(The following is the February 10 devotional from my Next Step Devotions book. Before reading it, I suggest you read Mark 1 and pay close attention to verse 35.)
Jesus began his day in solitude with his heavenly Father before the day’s tiring demands. Christians must answer two fundamental questions about our time alone with God: Will we commit to a consistent daily time with God in prayer and Bible study? If so, when will we do it? Additional considerations include how we organize the time and keep it meaningful, but we must answer the “if” and “when” questions before the “how.” Methods can and will vary as desired over time.
There are several advantages to beginning the day with God:
Christ is at the forefront of our thoughts, better positioning us to know and follow his will the rest of the day.
It acknowledges the priority of time with God.
It spurs our hearts to know, please, and obey Christ.
The Lord will use Scripture studied in the morning throughout the day to conform us to his likeness.
Some dangers of waiting until later in the day to be alone with God (such as just before bedtime) are:
We tackle the day’s activities and decisions using our strength and wisdom rather than a Christ-centered focus.
Unplanned interruptions and demands can crowd out the later time we plan to spend alone with God.

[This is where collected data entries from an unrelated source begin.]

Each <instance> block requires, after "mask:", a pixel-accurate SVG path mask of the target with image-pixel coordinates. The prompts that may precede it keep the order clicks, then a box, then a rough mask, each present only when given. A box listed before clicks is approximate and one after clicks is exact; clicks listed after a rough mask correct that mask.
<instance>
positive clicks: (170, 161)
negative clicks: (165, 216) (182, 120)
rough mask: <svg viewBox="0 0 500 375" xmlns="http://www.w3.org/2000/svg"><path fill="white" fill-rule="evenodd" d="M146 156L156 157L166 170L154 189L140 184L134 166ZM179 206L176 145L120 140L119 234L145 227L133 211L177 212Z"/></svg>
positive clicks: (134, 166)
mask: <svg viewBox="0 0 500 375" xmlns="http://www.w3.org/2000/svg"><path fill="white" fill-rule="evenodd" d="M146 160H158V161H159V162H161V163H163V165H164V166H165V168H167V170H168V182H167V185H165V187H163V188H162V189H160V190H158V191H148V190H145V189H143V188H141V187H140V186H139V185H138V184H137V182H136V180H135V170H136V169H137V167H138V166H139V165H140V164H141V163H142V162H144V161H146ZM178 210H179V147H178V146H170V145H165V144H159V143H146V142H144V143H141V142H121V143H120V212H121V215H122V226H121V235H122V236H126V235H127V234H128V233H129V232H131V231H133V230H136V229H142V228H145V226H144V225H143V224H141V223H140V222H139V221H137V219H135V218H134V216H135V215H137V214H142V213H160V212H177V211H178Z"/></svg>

A busy day may exhaust us physically, mentally, and emotionally so that we fall asleep or skip the practice.
Evangelist Ray Comfort says, “No Bible, no breakfast. No read, no feed.” That appears to have been Jesus’ practice and should be ours.
If you do not already have a daily quiet time with God before starting your daily routines, get up early enough to have such a time every day for a week. Note how the practice positively impacts your focus on Christ and the sense of his presence throughout each day.